To me it's common sense to take whatever precautions necessary when working with anything that's potentially dangerous. Caustic substances or electricity. I also use old school solder with lead in it. 

If you're scared, stay home.


----------



## T-Bart (Jun 24, 2011)

Pretty sure HCL and copper produces cuperous chloride AKA BFRC (Big Friggin Red Cloud) 

I would go with a little emory paper or a dremel and save the acids for another trip.


----------



## Fredman (Dec 2, 2008)

Big friggin red cloud... :blink::blink: I didn't say you should go swimming in it. 

Please, by all means do us a favor and stick with the Coke. 

What do you clean your toilet with?
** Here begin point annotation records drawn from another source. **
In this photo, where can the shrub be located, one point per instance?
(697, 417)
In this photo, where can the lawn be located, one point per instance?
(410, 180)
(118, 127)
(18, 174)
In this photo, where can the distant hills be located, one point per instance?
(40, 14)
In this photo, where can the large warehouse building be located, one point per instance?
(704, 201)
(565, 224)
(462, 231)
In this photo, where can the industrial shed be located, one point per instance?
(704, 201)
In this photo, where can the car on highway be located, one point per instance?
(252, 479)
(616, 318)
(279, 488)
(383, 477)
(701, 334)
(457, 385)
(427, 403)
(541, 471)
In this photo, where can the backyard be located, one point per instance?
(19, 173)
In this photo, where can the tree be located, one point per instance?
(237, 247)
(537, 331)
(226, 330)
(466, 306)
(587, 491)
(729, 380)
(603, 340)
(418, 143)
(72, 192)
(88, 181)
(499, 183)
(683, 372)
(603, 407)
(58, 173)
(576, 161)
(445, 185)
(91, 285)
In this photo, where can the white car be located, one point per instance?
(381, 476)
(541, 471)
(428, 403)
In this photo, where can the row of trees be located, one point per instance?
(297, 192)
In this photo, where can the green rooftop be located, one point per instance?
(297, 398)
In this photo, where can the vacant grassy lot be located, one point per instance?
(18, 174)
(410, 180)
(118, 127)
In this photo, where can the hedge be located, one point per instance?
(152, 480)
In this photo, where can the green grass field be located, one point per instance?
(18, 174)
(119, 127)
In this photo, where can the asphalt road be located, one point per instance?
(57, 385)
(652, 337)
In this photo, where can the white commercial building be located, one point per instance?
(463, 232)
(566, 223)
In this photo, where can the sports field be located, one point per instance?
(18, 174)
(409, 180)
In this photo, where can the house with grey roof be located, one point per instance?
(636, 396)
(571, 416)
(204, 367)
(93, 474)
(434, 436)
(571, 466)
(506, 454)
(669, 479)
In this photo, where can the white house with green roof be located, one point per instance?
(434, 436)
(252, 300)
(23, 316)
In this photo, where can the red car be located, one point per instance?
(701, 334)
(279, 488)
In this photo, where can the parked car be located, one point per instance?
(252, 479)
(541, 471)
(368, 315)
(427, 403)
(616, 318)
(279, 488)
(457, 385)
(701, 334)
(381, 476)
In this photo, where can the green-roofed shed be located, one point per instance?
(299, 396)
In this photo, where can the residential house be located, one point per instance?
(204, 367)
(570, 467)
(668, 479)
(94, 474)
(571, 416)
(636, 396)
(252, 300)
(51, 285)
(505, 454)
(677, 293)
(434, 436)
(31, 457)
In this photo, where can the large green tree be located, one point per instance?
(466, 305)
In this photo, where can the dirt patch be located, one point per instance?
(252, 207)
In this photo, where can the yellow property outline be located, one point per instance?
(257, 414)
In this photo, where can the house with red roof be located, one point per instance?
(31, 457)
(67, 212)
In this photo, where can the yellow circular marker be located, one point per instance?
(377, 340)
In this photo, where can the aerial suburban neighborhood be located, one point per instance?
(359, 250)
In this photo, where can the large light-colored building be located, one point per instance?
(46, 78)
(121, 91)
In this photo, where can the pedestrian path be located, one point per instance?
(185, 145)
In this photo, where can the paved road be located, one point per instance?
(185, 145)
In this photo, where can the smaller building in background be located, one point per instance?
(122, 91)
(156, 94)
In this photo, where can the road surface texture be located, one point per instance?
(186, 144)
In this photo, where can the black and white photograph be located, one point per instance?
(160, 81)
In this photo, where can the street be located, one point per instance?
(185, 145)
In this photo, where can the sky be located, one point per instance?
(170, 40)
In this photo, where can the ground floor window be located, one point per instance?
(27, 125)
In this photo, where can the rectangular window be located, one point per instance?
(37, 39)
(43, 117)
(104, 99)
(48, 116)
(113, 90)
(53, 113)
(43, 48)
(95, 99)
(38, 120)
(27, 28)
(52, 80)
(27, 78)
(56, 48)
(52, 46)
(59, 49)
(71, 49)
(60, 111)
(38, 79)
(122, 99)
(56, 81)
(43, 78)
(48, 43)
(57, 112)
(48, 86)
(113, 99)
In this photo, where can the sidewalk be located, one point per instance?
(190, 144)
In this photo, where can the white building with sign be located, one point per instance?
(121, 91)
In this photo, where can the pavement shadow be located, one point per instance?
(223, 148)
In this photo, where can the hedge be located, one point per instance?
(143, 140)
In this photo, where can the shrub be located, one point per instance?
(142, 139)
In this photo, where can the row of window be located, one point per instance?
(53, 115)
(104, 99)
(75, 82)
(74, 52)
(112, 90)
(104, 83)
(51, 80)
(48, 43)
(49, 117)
Probably break out your PPE for that task right?.


----------



## erics37 (May 7, 2009)

T-Bart said:


> Pretty sure HCL and copper produces cuperous chloride AKA BFRC (Big Friggin Red Cloud)


Considering that most copper patina consists of copper chlorides I think the balanced chemical equation would be something like:

Cu + 2 HCl --> CuCl2 + H2

You'd be making more green stuff plus hydrogen gas.

Sounds fun :thumbup:


----------



## wyrmrider (Jun 29, 2012)

Pure copper and HCL do not react however HCL does with the Patinas
Copper buss bars are not pure copper
so your mileage will vary
Are Patinas conductive?
What's the problem?


----------



## Fredman (Dec 2, 2008)

You guys stick with the sandpaper and the doily design on your purse. :jester::laughing:


----------



## Wag 2.0 (Sep 9, 2012)

*Cleaning*

Hey first time posting. I've PMed a lot of starters and bus duct in my time and have always found that a scotch pad and a can of no flash contact cleaner does a great job. No residue and you can even take a rag and polish it up afterwards.


----------



## walkerj (May 13, 2007)

erics37 said:


> I don't drink Coke.
> 
> I drink Barq's Root Beer. It has bite.


My stepdad is a professional photographer. 

He use to take the marketing photos for Barq's. 

He has an unlimited lifetime supply. 

When I lived there there would be flats of every flavor they had. 

It has probably been 5 years since I have had a Barq's.


----------